Per raggiungere località più piccole o zone rurali, la rete di autobus locali è una valida alternativa. Aziende come Tiemme, Autolinee Toscane e CPT collegano anche i borghi meno noti, permettendoti di scoprire angoli autentici della regione. I biglietti sono economici, e spesso disponibili in formule giornaliere o settimanali.
Trasporti pubblici, car sharing e percorsi panoramici a piedi o in bici
Se desideri un’esperienza ancora più immersiva e sostenibile, valuta i percorsi a piedi o in bicicletta. La Toscana è attraversata da storici cammini come la Via Francigena, perfetti per scoprire borghi, campagne e monumenti lungo itinerari ben segnalati.
Per i più sportivi o gli amanti del cicloturismo, ci sono piste ciclabili panoramiche come la Ciclopista dell’Arno o i percorsi della Val di Chiana e della Maremma.

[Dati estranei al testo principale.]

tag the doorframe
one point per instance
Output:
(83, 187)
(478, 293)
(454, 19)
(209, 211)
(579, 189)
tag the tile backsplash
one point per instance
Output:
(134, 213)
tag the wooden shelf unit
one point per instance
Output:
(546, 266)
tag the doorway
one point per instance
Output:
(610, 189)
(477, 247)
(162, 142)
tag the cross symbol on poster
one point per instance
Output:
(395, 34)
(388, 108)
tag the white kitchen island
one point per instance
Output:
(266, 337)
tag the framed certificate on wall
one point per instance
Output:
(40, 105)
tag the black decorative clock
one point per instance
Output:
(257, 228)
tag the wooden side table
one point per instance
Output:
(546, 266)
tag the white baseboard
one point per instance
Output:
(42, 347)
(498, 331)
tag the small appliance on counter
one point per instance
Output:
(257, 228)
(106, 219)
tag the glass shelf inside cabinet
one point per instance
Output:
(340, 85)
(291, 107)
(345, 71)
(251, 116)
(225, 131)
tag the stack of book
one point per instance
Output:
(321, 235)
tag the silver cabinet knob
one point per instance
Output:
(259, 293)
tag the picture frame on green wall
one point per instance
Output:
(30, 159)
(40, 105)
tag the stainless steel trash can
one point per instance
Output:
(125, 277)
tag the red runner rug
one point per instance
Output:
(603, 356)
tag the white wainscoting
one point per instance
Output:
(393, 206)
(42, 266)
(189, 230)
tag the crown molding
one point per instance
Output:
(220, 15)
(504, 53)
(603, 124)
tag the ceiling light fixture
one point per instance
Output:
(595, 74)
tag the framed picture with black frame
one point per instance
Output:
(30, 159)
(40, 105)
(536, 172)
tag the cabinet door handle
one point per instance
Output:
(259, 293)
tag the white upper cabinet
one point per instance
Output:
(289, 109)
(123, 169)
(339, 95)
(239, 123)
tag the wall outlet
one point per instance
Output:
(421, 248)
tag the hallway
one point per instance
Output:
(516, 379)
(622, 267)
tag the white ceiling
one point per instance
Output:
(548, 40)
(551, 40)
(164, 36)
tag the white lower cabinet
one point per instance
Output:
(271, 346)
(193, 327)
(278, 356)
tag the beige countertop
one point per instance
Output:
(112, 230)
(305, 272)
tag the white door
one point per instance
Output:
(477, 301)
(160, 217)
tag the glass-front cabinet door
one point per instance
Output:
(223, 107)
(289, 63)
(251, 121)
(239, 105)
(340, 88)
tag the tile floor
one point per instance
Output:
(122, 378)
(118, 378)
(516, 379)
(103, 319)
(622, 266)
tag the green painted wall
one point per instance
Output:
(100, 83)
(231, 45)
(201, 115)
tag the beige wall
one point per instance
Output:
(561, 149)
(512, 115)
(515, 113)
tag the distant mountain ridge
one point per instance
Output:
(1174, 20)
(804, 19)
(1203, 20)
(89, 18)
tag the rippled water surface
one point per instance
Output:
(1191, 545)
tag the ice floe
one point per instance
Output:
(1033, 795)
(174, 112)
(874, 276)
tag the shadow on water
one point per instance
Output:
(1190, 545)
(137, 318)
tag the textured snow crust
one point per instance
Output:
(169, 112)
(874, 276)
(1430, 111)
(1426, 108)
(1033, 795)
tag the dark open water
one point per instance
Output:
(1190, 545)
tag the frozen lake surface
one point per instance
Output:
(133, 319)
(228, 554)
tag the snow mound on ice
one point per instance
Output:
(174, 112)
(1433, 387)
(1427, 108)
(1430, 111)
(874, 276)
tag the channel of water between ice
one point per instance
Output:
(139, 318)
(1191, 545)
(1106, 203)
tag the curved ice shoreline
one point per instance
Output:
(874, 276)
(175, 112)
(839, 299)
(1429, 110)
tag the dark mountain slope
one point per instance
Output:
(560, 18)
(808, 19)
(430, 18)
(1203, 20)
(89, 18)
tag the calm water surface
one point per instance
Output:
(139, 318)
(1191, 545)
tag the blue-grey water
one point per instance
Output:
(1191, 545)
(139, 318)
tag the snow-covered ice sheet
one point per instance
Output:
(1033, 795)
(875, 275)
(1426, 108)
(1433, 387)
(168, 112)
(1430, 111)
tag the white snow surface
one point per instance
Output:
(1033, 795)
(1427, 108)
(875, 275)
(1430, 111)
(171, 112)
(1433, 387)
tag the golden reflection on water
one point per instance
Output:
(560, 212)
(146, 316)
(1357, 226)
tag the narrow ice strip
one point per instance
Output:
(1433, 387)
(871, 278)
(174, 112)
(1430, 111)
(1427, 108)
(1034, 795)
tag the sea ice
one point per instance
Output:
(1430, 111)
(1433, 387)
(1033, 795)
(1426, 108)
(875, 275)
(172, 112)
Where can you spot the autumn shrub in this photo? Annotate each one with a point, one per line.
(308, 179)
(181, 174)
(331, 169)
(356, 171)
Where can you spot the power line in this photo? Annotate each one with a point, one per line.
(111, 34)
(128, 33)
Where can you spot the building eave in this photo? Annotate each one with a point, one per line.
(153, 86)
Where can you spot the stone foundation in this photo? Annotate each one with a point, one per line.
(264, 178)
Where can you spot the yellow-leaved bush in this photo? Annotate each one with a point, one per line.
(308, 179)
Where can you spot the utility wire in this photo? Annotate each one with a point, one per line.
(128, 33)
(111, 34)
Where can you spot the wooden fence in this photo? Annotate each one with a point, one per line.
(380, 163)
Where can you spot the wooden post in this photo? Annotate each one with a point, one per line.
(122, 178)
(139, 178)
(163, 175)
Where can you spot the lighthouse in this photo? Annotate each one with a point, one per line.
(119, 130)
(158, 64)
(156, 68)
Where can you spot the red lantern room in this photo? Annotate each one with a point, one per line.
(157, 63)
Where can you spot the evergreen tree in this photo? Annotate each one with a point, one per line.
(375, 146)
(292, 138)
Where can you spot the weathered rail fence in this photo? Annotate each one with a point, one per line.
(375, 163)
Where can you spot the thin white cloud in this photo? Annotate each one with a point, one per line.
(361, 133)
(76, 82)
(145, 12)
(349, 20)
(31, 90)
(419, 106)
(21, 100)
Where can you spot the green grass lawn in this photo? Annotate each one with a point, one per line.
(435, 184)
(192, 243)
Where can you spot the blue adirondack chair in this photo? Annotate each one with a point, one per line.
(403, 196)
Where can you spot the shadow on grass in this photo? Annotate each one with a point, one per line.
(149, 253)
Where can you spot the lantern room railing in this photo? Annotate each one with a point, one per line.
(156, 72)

In molte città come Firenze, Pisa e Lucca è possibile noleggiare biciclette o monopattini a tariffe orarie. Ottimi per esplorare i centri storici, risparmiare su taxi e parcheggi e vivere le città in modo più autentico. Esistono anche app di car sharing che operano su tutto il territorio toscano, ideali per spostamenti più lunghi o fuori orario rispetto ai trasporti pubblici.
Infine, informati sempre sugli abbonamenti turistici regionali: alcune città offrono card che includono trasporti pubblici illimitati e sconti su attrazioni. Un piccolo investimento iniziale che può fare una grande differenza sul budget finale. Con un po’ di organizzazione, muoversi in Toscana può essere facile, economico e anche molto piacevole.
Quando andare in Toscana per risparmiare davvero
La Toscana è una meta affascinante tutto l’anno, ma se vuoi davvero goderti una vacanza low cost, la scelta del periodo gioca un ruolo decisivo. Come in tutte le destinazioni turistiche molto amate, anche qui i prezzi di alloggi, ristoranti e attrazioni possono variare sensibilmente in base alla stagione.
Per fortuna, ci sono mesi perfetti per vivere l’essenza della Toscana a prezzi molto più accessibili, evitando le folle e godendosi un’atmosfera più autentica.
I momenti migliori per risparmiare senza rinunciare alla bellezza sono la primavera (marzo-aprile-maggio) e l’inizio dell’autunno (settembre-ottobre). Durante questi mesi, il clima è ancora (o già) piacevole, i paesaggi sono meravigliosi e i flussi turistici sono ridotti rispetto all’estate. Questo significa alloggi a prezzi più bassi, maggiore disponibilità nelle strutture e sconti anche nei ristoranti o sulle attività locali.
Evita, se possibile, i periodi centrali dell’estate (luglio e soprattutto agosto), quando i prezzi schizzano alle stelle e molte località diventano affollate. Lo stesso vale per le festività natalizie, Pasqua e i ponti primaverili. Anche se questi periodi possono sembrare ideali per viaggiare, sono spesso i più cari.
Bassa stagione, eventi gratuiti e consigli pratici per ogni mese
In autunno, oltre ai colori incredibili delle colline e dei vigneti, potrai partecipare a eventi tradizionali e sagre di paese legate alla vendemmia, al tartufo, all’olio nuovo o alle castagne. Molte di queste feste sono gratuite e rappresentano un’occasione unica per immergersi nella cultura toscana senza spendere troppo. A novembre, ad esempio, trovi ottimi prezzi negli agriturismi e spesso degustazioni incluse nel soggiorno.
In primavera, l’aria si riempie di profumi e i borghi si risvegliano con manifestazioni locali, fiere floreali e mercatini che arricchiscono l’esperienza. Anche in questo caso, molte attività sono gratuite o a offerta libera. Inoltre, il clima è perfetto per escursioni, visite ai parchi naturali e tour in bicicletta.
Un consiglio furbo? Approfitta delle offerte last minute o dei pacchetti bassa stagione proposti da B&B e agriturismi. Molti includono colazione, accesso a terme, esperienze enogastronomiche o visite guidate a prezzo scontato. La Toscana non è solo bella, è anche generosa… se la sai ascoltare nel momento giusto.